Retirement Readiness: A Global Challenge

The U.S. isn’t alone in facing a retirement readiness challenge. European countries are staring at many of the same problems: an aging population marked by a tidal wave of Baby Boomers in or approaching retirement, and fewer workers coming along behind them to support old-age entitlement programs like Social Security and Medicare in the US.

The citizenry in those countries are aware of the problem. According to the latest AEGON Retirement Readiness Survey, 71 percent of workers in the U.S. and Europe believe future generations of retirees will be worse off than those currently in retirement. Nearly as many—69 percent—recognize that they have a high level of responsibility to prepare for retirement, including 84 percent in the U.S. But awareness so far isn’t translating into action. Only 15 percent say they are on course to meet their retirement planning goals.

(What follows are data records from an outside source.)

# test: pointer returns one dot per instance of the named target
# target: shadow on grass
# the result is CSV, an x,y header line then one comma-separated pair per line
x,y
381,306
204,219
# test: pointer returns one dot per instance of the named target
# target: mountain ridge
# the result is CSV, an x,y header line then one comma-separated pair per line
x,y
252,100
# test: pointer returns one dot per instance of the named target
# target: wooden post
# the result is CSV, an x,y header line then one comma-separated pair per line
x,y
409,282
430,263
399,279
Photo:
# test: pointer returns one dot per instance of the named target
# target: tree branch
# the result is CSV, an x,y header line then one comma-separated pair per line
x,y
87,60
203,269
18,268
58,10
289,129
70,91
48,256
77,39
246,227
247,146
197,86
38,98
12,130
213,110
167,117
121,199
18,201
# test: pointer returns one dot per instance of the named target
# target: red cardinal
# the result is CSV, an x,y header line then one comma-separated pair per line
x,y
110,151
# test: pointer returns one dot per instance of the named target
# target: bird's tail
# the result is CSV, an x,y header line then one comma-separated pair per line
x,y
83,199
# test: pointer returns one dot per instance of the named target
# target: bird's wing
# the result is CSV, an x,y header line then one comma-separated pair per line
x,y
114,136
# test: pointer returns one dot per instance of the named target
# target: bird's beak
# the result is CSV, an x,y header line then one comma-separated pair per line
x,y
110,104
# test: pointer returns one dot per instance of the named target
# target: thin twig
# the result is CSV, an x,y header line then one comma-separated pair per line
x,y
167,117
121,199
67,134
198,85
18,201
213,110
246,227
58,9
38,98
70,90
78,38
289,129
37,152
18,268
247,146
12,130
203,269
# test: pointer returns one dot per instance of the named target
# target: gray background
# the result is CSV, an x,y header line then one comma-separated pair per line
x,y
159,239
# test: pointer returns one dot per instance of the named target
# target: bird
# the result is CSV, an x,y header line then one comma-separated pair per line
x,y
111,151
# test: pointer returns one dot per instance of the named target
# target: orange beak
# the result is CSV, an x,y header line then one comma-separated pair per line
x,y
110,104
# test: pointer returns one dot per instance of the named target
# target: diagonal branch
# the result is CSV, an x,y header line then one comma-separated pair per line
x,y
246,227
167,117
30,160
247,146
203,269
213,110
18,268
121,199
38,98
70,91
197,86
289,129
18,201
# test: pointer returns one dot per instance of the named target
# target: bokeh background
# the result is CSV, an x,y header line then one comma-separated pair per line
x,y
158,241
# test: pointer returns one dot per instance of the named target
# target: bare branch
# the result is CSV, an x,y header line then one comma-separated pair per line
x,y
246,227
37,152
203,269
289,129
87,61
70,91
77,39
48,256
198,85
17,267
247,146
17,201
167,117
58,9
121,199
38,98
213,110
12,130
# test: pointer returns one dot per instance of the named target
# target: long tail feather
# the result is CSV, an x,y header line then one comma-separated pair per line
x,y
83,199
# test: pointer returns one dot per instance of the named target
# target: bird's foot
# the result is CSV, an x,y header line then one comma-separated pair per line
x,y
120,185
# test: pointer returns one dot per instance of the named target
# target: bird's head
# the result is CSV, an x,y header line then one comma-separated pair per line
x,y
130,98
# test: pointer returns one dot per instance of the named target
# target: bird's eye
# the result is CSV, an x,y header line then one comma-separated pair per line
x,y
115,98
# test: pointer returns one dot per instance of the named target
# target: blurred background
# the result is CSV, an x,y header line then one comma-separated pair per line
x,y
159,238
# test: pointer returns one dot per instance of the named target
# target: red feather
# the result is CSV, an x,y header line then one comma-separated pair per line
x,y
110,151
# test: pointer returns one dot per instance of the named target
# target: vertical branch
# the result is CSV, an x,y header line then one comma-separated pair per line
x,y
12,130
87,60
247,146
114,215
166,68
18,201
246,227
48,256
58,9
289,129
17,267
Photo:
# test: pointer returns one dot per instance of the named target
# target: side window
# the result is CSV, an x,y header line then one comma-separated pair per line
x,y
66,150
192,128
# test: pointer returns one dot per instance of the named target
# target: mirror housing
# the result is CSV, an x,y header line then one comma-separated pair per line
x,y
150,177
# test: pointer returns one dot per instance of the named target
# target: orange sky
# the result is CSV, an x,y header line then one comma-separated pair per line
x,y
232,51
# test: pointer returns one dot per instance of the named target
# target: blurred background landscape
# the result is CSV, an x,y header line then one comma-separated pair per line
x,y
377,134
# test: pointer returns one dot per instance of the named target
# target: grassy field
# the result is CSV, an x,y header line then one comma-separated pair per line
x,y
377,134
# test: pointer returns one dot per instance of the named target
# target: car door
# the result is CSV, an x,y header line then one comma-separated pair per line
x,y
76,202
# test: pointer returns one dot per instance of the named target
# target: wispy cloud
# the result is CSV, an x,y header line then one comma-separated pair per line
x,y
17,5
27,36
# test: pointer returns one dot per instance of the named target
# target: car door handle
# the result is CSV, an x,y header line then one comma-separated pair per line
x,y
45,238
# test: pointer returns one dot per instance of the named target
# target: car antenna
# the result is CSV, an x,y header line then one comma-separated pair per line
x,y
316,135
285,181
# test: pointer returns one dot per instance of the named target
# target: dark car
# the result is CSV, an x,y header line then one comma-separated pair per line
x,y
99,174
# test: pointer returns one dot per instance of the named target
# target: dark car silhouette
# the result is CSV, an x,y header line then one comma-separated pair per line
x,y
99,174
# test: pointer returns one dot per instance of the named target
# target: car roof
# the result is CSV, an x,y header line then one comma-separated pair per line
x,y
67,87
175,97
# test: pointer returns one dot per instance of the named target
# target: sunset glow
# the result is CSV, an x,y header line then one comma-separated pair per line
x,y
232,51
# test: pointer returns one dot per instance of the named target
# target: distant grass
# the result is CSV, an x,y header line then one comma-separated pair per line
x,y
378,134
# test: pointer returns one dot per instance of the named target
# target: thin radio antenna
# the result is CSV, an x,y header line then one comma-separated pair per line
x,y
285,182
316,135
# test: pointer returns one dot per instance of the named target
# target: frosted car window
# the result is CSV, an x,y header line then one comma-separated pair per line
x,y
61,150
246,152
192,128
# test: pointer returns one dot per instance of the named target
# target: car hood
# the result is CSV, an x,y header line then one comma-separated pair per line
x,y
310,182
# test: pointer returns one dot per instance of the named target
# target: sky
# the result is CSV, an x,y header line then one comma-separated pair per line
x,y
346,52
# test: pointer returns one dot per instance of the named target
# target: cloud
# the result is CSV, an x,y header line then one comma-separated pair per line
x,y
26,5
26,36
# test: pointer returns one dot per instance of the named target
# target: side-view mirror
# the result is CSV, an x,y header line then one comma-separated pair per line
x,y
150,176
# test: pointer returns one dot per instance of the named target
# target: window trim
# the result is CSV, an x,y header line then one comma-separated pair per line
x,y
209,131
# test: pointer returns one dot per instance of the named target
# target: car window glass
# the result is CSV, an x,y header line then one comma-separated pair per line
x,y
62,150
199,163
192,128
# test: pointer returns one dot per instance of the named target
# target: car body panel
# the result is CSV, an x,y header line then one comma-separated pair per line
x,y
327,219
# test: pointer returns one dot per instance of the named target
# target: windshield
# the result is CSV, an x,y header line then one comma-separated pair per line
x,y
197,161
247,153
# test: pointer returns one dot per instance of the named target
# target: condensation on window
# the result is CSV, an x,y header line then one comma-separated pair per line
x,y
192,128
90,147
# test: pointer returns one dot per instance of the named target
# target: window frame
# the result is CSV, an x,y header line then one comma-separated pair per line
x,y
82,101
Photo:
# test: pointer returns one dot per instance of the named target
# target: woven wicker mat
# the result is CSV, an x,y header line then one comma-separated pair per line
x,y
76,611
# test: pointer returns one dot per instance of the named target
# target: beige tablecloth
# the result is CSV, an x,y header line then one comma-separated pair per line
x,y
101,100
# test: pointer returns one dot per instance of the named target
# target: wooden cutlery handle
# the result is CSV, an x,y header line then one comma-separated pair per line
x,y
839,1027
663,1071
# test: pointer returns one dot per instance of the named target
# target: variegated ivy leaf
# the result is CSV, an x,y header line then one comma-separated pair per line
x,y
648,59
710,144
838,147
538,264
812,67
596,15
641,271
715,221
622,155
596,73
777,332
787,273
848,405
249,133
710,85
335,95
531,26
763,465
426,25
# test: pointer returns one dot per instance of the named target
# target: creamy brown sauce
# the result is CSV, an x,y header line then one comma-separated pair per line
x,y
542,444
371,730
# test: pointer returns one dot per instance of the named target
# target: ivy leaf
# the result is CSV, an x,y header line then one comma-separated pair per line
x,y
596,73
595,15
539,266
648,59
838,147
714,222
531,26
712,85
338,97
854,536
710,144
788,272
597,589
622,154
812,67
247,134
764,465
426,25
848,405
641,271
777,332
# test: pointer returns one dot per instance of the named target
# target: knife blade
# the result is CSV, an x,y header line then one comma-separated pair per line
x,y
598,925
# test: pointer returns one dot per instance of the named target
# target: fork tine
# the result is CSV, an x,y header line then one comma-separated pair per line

The AEGON survey polled 8,100 workers and 900 retirees in the U.S., France, Germany, Hungary, The Netherlands, Poland, Spain, Sweden and the United Kingdom. While it painted a discouraging picture of the retirement outlook throughout much of the Western world, it also found that workers in the U.S. and abroad are, at least in principal, willing to consider reforms to make current old-age benefit programs more sustainable.

A surprising 88 percent of the survey respondents said they favor some form of government pension reform, Catherine Collinson, president of the non-profit Transamerica Center for Retirement Studies, told participants at the SVIA’s 2012 Fall Forum. The center collaborated with AEGON in producing the study. The highest favorable response came from Hungary, where 95 percent of survey respondents backed the idea, while the lowest came from the Netherlands, where 70 percent endorsed it. In the U.S., 92 percent said they were in favor of reform.

Understanding how workers feel about reform, and what form it should take, should be useful to policymakers trying to decide not only what reforms are necessary, but which would be palatable to voters. Just 19 percent of survey respondents favored a balanced approach that would include raising retirement ages and also increasing taxes. Another 27 percent supported raising taxes only, while 42 percent favored a reduction in the value of benefits paid out. In the U.S., Collinson said, 31 percent were in favor of raising taxes to help shore up Social Security, while 17 percent favored a reduction in benefits.

Although global life expectancies have generally been increasing, 47 percent of survey respondents contended that the retirement age in their country should not be raised. U.S. respondents were more open to the idea, with only 32 percent saying they were against it. Among survey respondents already retired, 54 percent said they stopped working completely after taking formal retirement. By contrast, only 30 percent of current workers think they’ll be able to afford to do that. The numbers are even more dramatic in the U.S., where 63 percent of retirees stopped working completely at retirement age but only 18 percent of current workers think they’ll be able to do so.

“For many, the plan is simply to work longer and retire at an older age,” Collinson observed. “That’s a wonderful way to bridge the retirement savings gap, but not without a backup plan. The older we get, the more susceptible we become to life’s unforeseen circumstances that could preclude the ability to work, and that could force us into retirement sooner.”

Collinson noted that no country in the survey scored high in AEGON’s Retirement Readiness Index, which takes into account factors such as how aware people are of their responsibility for retirement, what they’re doing about it, and how much of their working income they’re on track to replace in retirement. Germany scored highest, followed, in order, by the U.S., The Netherlands and the U.K. Next came Sweden, France, Spain, Portugal, and, in last place, Hungary.

AEGON’s recommendations to improve retirement readiness, Collinson said, include encouraging individuals to save regularly for retirement by offering tax incentives and effective and secure workplace pension programs. Policymakers, employers and the retirement industry also should engage the public on the issue, driving home the point that without an increase in the formal retirement age, government and private pensions will become prohibitively expensive and perhaps unsustainable. Policymakers and employers also should provide options for phased retirement, she said, arguing that if all parties act now, improvements in retirement readiness are possible.

“Although it’s not covered in the survey,” she concluded, “other research we’ve done has found that the number one motivator to help people plan and save is to make it easier to understand.” On that score, she conceded, “we still have a long way to go.”